Later, in PML-N government’s tenure, the then government issued an ordinance on GIDC, the Gas Infrastructure Development Cess Act, 2015. However, this could not be ratified by the parliament and lapsed. Later, the bill was passed using the required legal route and enacted as the Gas Infrastructure Development Cess Act, 2015.
However, there was a subtle but significant change from the earlier Ordinance, i.e., omission of the interprovincial disparity. That move killed half the purpose. The implicit WACOG element was omitted. And today the absence of WACOG is haunting the gas sector and raising questions on its sustainability.
The cross-subsidy element of RLNG (mainly for Punjab) through cess collection is not possible under GIDC collection. However, the amount collected can still be used for gas infrastructure development. The amount was supposed to be ring-fenced for the said use. But that never happened.
The industrial and other consumers in Sindh and KP (gas surplus provinces) again went to courts and challenged the GIDC Act. The amount started accruing up and reached over Rs400 billion. Later, in the PTI government’s tenure, the government issued an ordinance to recover 50 percent of the stuck revenues as an-out-of-court settlement. The idea was that the litigation was going to linger the issue and government’s potential revenue would remain stuck.

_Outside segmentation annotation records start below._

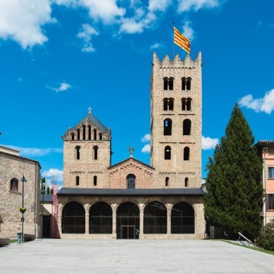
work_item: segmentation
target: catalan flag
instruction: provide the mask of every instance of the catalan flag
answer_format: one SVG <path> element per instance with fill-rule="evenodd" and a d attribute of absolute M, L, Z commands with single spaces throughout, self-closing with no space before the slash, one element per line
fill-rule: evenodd
<path fill-rule="evenodd" d="M 190 53 L 190 40 L 174 27 L 174 43 L 181 47 L 188 53 Z"/>

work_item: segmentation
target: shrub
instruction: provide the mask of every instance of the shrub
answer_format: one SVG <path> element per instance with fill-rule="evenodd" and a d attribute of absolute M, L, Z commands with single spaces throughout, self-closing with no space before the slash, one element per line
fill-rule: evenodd
<path fill-rule="evenodd" d="M 256 243 L 264 249 L 274 251 L 274 219 L 262 228 Z"/>

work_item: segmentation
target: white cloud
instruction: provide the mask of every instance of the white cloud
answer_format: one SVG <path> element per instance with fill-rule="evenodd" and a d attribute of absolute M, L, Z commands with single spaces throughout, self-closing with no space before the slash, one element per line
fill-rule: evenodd
<path fill-rule="evenodd" d="M 68 88 L 71 88 L 71 86 L 66 82 L 62 82 L 60 84 L 58 88 L 51 88 L 49 87 L 51 90 L 55 90 L 57 93 L 60 92 L 60 91 L 65 91 Z"/>
<path fill-rule="evenodd" d="M 48 183 L 53 181 L 62 182 L 63 181 L 63 171 L 60 171 L 57 169 L 49 169 L 42 173 L 42 177 L 46 177 Z"/>
<path fill-rule="evenodd" d="M 192 40 L 194 38 L 194 29 L 191 27 L 192 23 L 190 21 L 186 21 L 183 26 L 183 34 L 188 39 Z"/>
<path fill-rule="evenodd" d="M 150 49 L 153 50 L 153 49 L 159 49 L 160 47 L 163 47 L 164 45 L 161 43 L 158 43 L 158 42 L 155 42 L 153 45 L 152 45 L 150 47 Z"/>
<path fill-rule="evenodd" d="M 204 137 L 201 138 L 201 149 L 203 150 L 213 149 L 219 144 L 219 139 L 216 138 Z"/>
<path fill-rule="evenodd" d="M 164 12 L 171 2 L 171 0 L 149 0 L 149 10 L 151 12 L 155 12 L 156 10 Z"/>
<path fill-rule="evenodd" d="M 0 1 L 0 38 L 11 38 L 23 49 L 47 41 L 41 29 L 53 23 L 49 0 Z"/>
<path fill-rule="evenodd" d="M 149 141 L 150 141 L 150 134 L 145 134 L 142 137 L 142 142 L 149 142 Z"/>
<path fill-rule="evenodd" d="M 143 153 L 150 153 L 150 145 L 149 144 L 145 145 L 141 151 Z"/>
<path fill-rule="evenodd" d="M 20 151 L 20 155 L 23 156 L 45 156 L 52 153 L 62 153 L 63 149 L 38 149 L 36 147 L 22 147 L 10 145 L 3 145 L 4 147 Z"/>
<path fill-rule="evenodd" d="M 274 88 L 266 92 L 263 98 L 253 99 L 251 95 L 244 96 L 239 100 L 241 106 L 271 114 L 274 110 Z"/>
<path fill-rule="evenodd" d="M 84 47 L 82 49 L 82 51 L 84 52 L 94 52 L 95 49 L 93 47 L 91 43 L 91 37 L 94 35 L 98 35 L 99 32 L 97 32 L 94 27 L 88 24 L 82 25 L 82 32 L 78 32 L 77 36 L 83 40 Z"/>
<path fill-rule="evenodd" d="M 188 12 L 190 10 L 194 10 L 197 12 L 201 8 L 214 8 L 221 4 L 221 2 L 224 1 L 221 0 L 178 0 L 179 12 Z"/>

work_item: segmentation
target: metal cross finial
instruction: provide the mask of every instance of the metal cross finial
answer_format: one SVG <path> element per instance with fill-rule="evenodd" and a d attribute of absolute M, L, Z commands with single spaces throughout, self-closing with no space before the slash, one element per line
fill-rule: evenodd
<path fill-rule="evenodd" d="M 134 151 L 134 149 L 132 146 L 129 148 L 129 151 L 130 157 L 132 158 L 133 151 Z"/>

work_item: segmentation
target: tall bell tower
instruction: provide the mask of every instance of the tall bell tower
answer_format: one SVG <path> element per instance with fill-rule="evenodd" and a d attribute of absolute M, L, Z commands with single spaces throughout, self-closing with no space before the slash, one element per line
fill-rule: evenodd
<path fill-rule="evenodd" d="M 153 53 L 151 160 L 158 188 L 201 184 L 201 53 L 161 61 Z"/>

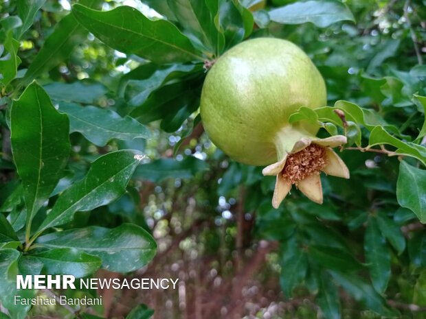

However, the government was criticized for forgoing half of the amount (over Rs200 billion). The PTI government got cold feet and the ordinance was withdrawn. Resultantly, the ball went back to the court.
The Supreme Court picked up the issue and decided to recover the whole pending amount, albeit in installments, asking the government to start deploying the collected amount for the very said purposes as stated in the Act.
The Supreme Court sorted the legality of the issues. However, the businesses in Sindh and KP went to lower courts to raise technical issues. There are businesses whose prices are regulated, and some of them have passed on the impact of cess to the consumers and haven’t paid anything to the government.
The payable amount for price regulated businesses (till December 2018) was Rs282 billion and Rs134 billion for the deregulated sector. Since the regulated sector has collected the amount from consumers, they should be paying the full amount and late payment surcharge (LPS) as well. Otherwise, it is unjust to the consumers who have paid. These regulated sectors include fertilizer, CNG and power (IPPS and GENCOs).
In case of unregulated sector, some have paid and others have not. The price is market determined and those who have paid are at a disadvantage to those who have not paid. They should be compensated somehow.
Deregulated sectors include industry and captive power plants. It is high time the ball gets rolling on GIDC. The country is short of gas and the infrastructure required is missing. Consumers are paying but government is not getting the due amount. This matter should be resolved on priority.